Source code for menpofit.clm.algorithm.gd

from __future__ import division
import numpy as np

from menpofit.base import build_grid
from menpofit.fitter import raise_costs_warning
from menpofit.result import ParametricIterativeResult

multivariate_normal = None  # expensive, from scipy.stats


class GradientDescentCLMAlgorithm(object):
    r"""
    Abstract class for a Gradient-Descent optimization algorithm.

    Parameters
    ----------
    expert_ensemble : `subclass` of :map:`ExpertEnsemble`
        The ensemble of experts object, e.g.
        :map:`CorrelationFilterExpertEnsemble`.
    shape_model : `subclass` of :map:`PDM`, optional
        The shape model object, e.g. :map:`OrthoPDM`.
    eps : `float`, optional
        Value for checking the convergence of the optimization.
    """
    def __init__(self, expert_ensemble, shape_model, eps=10**-5):
        # Set parameters
        self.expert_ensemble = expert_ensemble
        self.transform = shape_model
        self.eps = eps
        # Perform pre-computations
        self._precompute()

    def _precompute(self):
        # Import multivariate normal distribution from scipy
        global multivariate_normal
        if multivariate_normal is None:
            from scipy.stats import multivariate_normal  # expensive

        # Build grid associated to size of the search space
        search_shape = self.expert_ensemble.search_shape
        self.search_grid = build_grid(search_shape)

        # set rho2
        self.rho2 = self.transform.model.noise_variance()

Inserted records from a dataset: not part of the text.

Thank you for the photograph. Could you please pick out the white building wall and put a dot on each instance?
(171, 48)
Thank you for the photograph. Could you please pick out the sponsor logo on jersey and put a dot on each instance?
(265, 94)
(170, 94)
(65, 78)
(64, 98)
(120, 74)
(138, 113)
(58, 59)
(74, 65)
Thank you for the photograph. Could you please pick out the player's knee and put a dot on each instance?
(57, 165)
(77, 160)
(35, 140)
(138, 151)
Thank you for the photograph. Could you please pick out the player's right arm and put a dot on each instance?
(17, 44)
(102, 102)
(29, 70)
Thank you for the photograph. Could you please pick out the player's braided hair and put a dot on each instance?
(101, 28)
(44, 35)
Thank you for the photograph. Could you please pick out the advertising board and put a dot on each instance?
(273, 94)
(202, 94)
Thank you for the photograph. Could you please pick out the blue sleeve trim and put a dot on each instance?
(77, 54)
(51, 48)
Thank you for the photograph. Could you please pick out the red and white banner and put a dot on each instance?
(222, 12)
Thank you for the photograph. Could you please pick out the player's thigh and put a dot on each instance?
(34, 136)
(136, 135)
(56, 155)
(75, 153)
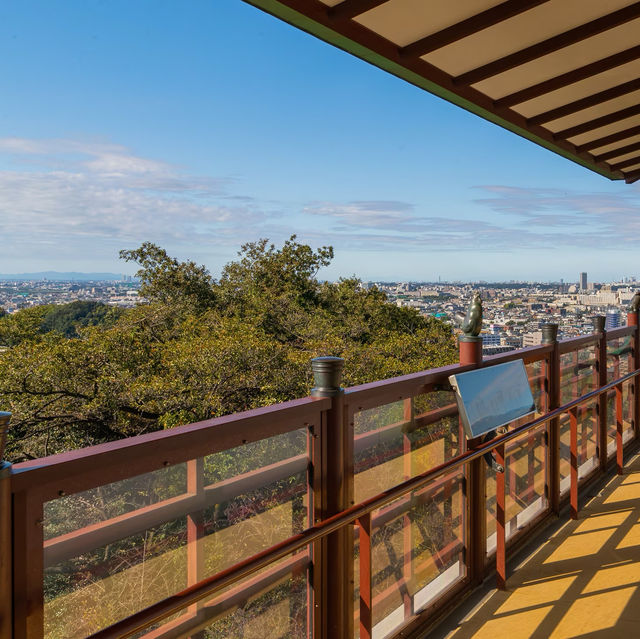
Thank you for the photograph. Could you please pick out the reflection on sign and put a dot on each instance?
(492, 397)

        # Compute shape model prior
        sim_prior = np.zeros((4,))
        pdm_prior = self.rho2 / self.transform.model.eigenvalues
        self.rho2_inv_L = np.hstack((sim_prior, pdm_prior))

        # Compute Jacobian
        J = np.rollaxis(self.transform.d_dp(None), -1, 1)
        self.J = J.reshape((-1, J.shape[-1]))
        # Compute inverse Hessian
        self.JJ = self.J.T.dot(self.J)
        # Compute Jacobian pseudo-inverse
        self.pinv_J = np.linalg.solve(self.JJ, self.J.T)
        self.inv_JJ_prior = np.linalg.inv(self.JJ + np.diag(self.rho2_inv_L))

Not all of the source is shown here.